Ministry considering EVN’s proposal for electricity price hikes
Deputy Minister of Industry and Trade Do Thang Hai said on the sidelines of the Government's November meeting on Thursday that prices of input were rising in both domestic and global markets, which were certainly affecting electricity production prices.
Hai said that according to the EVN's report, the company anticipated a record loss of more than VND31 billion this year despite efforts to reduce costs through repairing, recurrent expenses and optimising operation systems.
Any decisions must comply with the Prime Minister's Decision 24/2017/QĐ-TTg about the mechanism for adjustment of average retail electricity price.
EVN estimated a loss of more than VND15.7 billion in the first ten months of this year and VND31.36 billion for the full year due to rising input costs from rising coal, oil and gas prices.

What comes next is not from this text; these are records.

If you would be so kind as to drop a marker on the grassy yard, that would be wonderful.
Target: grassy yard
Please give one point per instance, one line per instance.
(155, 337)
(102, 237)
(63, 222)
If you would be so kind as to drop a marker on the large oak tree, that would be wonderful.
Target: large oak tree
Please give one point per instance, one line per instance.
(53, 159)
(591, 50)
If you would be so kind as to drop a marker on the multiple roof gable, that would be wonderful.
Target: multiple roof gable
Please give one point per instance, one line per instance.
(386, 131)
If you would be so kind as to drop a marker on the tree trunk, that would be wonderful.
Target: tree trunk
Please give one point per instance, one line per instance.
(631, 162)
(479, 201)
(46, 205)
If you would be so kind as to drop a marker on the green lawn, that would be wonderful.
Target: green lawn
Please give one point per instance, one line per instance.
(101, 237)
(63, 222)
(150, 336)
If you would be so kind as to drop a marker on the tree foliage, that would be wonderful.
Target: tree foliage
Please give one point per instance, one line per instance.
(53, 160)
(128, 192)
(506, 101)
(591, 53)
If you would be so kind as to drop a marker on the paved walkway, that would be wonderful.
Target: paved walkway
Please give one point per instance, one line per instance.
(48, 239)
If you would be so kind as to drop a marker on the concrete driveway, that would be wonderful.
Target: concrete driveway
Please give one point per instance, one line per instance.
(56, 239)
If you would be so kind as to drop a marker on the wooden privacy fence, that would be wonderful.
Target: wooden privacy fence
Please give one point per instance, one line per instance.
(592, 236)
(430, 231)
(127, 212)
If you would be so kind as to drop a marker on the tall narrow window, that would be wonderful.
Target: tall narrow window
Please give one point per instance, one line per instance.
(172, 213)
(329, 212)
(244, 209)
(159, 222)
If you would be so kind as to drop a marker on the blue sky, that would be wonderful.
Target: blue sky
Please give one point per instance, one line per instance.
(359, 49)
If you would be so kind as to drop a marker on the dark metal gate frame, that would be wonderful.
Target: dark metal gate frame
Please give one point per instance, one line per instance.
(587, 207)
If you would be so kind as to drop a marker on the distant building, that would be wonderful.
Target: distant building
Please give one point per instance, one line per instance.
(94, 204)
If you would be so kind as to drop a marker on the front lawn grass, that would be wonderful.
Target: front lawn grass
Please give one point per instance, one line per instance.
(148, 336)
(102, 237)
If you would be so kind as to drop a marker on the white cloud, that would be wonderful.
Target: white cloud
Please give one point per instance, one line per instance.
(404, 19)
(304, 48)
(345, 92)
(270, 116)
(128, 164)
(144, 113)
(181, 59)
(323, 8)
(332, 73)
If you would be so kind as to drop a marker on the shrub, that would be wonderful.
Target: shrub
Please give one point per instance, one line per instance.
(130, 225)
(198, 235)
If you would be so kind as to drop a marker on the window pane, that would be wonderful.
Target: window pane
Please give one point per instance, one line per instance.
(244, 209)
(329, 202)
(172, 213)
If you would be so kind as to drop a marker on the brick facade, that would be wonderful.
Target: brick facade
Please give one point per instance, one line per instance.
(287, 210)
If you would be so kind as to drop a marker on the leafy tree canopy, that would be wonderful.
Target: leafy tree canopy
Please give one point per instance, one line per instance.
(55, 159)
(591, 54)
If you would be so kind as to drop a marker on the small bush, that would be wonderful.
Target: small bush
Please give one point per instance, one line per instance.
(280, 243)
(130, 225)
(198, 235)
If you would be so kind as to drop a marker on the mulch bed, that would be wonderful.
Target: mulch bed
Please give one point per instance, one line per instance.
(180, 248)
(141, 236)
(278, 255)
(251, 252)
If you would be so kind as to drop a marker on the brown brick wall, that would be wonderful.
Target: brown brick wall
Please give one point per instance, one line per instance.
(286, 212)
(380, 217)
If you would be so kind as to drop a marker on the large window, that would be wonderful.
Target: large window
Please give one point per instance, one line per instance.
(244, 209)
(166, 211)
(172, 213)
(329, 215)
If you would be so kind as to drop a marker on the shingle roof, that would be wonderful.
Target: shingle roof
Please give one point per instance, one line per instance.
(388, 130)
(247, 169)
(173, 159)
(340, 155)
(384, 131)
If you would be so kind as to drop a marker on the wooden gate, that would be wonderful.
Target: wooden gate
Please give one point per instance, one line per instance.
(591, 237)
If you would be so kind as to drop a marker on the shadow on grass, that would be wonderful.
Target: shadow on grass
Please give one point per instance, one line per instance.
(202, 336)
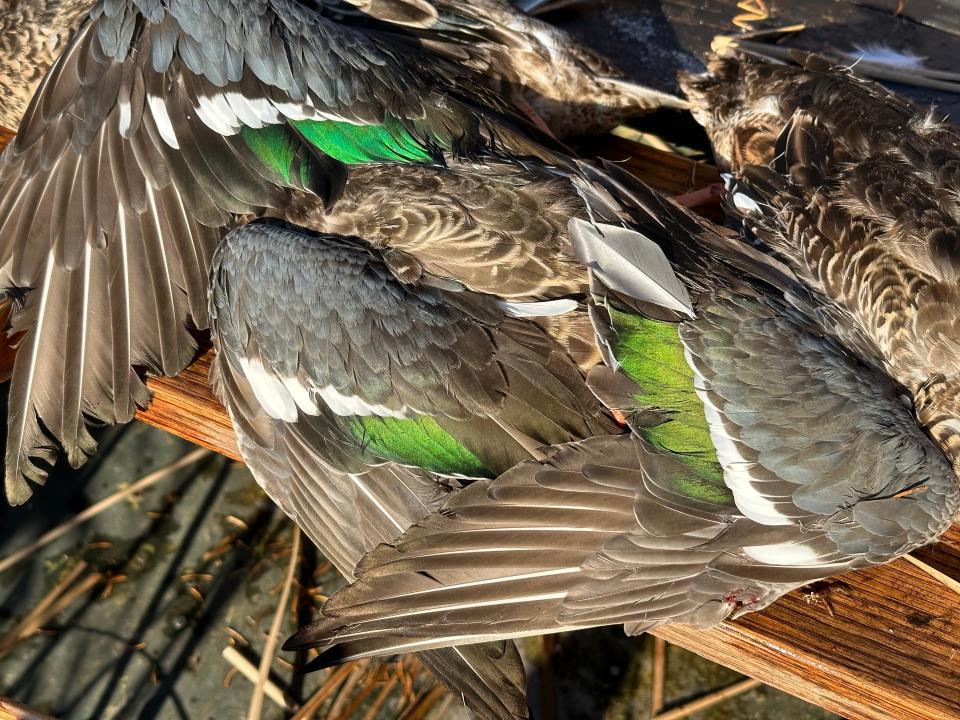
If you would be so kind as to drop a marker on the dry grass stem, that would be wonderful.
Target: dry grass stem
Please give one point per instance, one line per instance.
(266, 660)
(12, 710)
(937, 575)
(659, 675)
(250, 672)
(94, 510)
(688, 709)
(56, 601)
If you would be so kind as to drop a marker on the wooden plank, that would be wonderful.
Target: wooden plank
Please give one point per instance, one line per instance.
(889, 651)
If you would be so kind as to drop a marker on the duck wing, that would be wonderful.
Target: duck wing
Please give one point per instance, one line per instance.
(359, 402)
(763, 457)
(160, 125)
(856, 195)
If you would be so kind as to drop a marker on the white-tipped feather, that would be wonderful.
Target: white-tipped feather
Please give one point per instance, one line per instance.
(15, 485)
(630, 263)
(886, 55)
(269, 390)
(349, 405)
(545, 308)
(162, 119)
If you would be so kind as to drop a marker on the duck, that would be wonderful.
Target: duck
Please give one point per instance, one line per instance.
(763, 454)
(850, 184)
(372, 374)
(152, 144)
(32, 35)
(560, 83)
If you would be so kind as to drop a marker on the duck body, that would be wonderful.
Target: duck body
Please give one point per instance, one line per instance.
(852, 186)
(418, 336)
(763, 455)
(32, 35)
(118, 193)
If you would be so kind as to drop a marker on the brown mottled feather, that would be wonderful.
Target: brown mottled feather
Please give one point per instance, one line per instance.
(856, 188)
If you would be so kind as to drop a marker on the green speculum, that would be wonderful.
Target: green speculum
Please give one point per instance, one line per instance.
(418, 441)
(352, 144)
(652, 354)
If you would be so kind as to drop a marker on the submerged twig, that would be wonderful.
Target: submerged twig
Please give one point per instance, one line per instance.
(97, 508)
(250, 672)
(266, 660)
(937, 575)
(62, 596)
(710, 700)
(659, 675)
(12, 710)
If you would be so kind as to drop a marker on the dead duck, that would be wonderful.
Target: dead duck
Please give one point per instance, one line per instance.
(764, 454)
(852, 186)
(571, 89)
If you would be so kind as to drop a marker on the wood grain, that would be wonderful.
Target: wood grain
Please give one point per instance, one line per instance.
(892, 647)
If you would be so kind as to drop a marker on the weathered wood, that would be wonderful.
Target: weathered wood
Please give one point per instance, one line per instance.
(891, 649)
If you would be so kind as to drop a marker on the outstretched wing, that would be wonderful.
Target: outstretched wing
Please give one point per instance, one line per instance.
(298, 449)
(160, 124)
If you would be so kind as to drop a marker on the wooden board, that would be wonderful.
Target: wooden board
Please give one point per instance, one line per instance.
(892, 648)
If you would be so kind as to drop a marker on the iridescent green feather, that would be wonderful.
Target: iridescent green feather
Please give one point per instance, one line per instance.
(356, 144)
(651, 353)
(283, 152)
(416, 441)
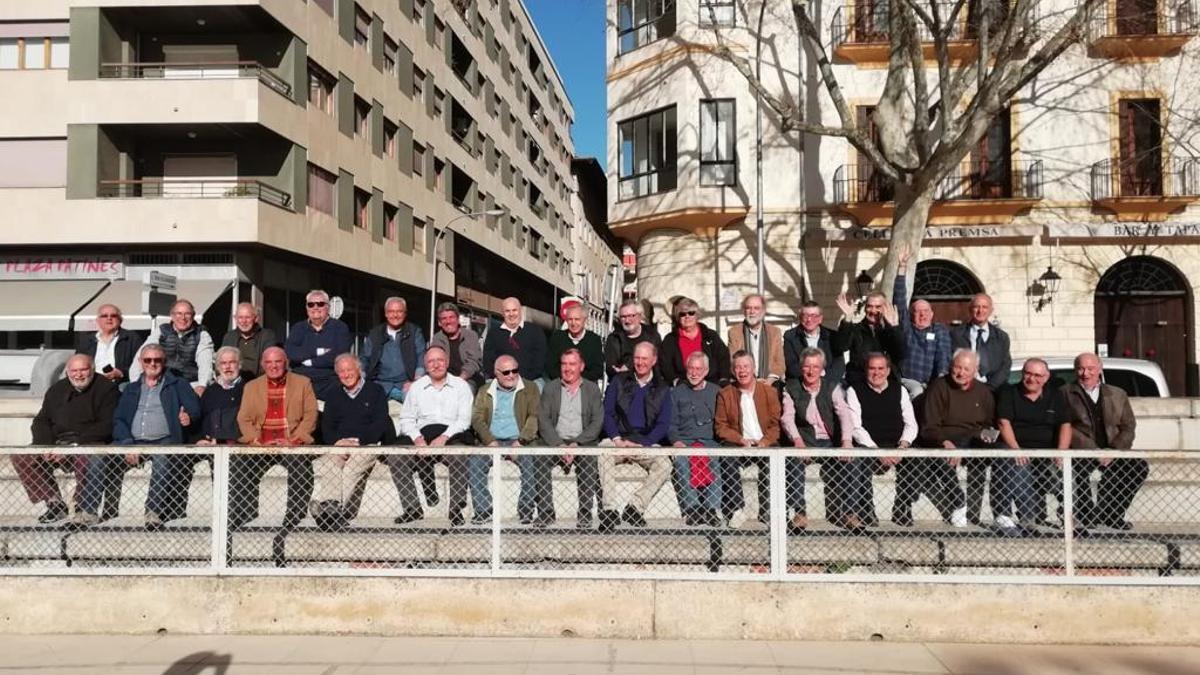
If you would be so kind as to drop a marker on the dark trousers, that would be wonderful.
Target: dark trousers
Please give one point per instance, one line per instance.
(1119, 484)
(403, 466)
(731, 484)
(935, 478)
(245, 476)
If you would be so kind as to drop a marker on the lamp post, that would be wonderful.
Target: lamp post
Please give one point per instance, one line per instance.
(433, 273)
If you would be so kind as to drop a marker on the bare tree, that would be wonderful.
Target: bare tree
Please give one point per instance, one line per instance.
(935, 106)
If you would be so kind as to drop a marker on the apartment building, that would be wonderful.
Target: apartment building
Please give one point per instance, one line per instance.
(1078, 211)
(258, 149)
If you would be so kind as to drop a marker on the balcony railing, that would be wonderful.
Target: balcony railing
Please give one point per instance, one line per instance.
(996, 180)
(213, 70)
(1133, 179)
(192, 189)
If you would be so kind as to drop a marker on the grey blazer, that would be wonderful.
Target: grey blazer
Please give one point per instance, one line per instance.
(593, 413)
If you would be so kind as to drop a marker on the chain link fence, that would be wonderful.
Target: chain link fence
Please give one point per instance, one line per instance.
(713, 513)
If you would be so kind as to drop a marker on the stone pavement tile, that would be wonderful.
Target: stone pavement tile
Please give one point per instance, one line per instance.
(865, 657)
(1019, 659)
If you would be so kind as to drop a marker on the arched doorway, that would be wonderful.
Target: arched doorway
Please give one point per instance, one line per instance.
(948, 287)
(1143, 311)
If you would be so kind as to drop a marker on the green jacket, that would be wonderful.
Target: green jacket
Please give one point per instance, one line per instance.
(526, 401)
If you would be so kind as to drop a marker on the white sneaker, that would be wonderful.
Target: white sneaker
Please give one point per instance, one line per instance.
(959, 518)
(739, 518)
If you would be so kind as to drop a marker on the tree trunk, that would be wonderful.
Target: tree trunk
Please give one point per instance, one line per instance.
(907, 231)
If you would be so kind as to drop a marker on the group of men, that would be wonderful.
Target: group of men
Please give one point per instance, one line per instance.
(891, 380)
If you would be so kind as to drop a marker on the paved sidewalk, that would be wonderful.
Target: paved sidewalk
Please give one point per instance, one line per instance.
(295, 655)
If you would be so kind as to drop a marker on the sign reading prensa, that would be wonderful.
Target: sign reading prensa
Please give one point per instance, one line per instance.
(33, 268)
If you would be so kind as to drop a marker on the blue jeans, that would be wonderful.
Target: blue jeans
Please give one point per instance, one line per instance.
(1012, 484)
(709, 496)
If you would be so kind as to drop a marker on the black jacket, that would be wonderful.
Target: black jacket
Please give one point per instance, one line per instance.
(672, 364)
(77, 417)
(127, 345)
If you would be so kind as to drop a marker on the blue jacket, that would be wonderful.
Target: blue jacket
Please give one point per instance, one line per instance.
(175, 394)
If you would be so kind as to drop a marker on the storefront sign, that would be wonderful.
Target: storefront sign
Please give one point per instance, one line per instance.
(1123, 231)
(34, 268)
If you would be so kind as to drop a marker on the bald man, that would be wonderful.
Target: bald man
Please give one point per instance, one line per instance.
(519, 339)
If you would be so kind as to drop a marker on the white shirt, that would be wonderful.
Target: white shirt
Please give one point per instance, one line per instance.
(852, 418)
(426, 404)
(750, 428)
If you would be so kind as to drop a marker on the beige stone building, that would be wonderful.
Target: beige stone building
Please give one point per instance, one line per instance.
(257, 149)
(1093, 172)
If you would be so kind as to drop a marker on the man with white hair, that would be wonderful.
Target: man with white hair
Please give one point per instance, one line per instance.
(394, 352)
(519, 339)
(77, 411)
(315, 342)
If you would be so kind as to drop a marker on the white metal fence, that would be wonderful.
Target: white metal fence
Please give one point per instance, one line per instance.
(712, 513)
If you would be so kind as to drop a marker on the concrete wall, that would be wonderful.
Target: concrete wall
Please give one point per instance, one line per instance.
(601, 609)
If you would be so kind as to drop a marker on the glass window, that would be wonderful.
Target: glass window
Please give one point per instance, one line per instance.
(718, 143)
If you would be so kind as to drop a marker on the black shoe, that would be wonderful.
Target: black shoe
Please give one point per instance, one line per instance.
(609, 520)
(409, 517)
(633, 517)
(54, 512)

While the global fuel prices had not shown any signs of falling to the average level of 2021 this year, the exchange rate kept increasing, and the proportion of cheap power sources such as hydroelectricity decreased. Therefore, EVN was still under pressure to raise electricity selling prices to compensate for the loss.
The current average electricity retail price was VND1,864.44 per kWh (excluded VAT) which was maintained from March 2019 to control inflation and support production and business.
According to statistics on Global Petrol Prices, Vietnam had a low average electricity price compared to other countries in ASEAN. The average retail price of Vietnam was higher than only Laos and Malaysia, and lower than Indonesia, Thailand, the Philippines and Singapore.
Economic expert Dinh Trong Thinh said that increasing electricity prices was a relatively urgent need for EVN. "When and how to increase the electricity prices were problems for the management agency to harmonise the interests between the electricity users and the generators, however."
Thinh stressed that any adjustment in electricity prices must be put into careful consideration in the context of inflationary risk, and many enterprises were in difficulty due to rising input costs and strong reductions in orders.
It was necessary to ensure transparency in the costs which constituted electricity prices, Thinh stressed.
According to Ha Dang Son, director of the Centre for Energy and Green Growth Research, if electricity prices were kept low for too long, investors would be hesitant to invest in the power sector.
He said that electricity prices should be adjusted to reasonable levels to ensure economic development while encouraging private investments to ensure national energy security.
Financial expert Ngo Tri Long said that electricity prices being held back too long was a problem that needed to be resolved soon. Otherwise, it would lead to a power supply shortage as happened to the petrol market recently. The costs constituting the prices of necessary goods must be calculated correctly, sufficiently, and reasonably to prevent market distortions and encourage investment.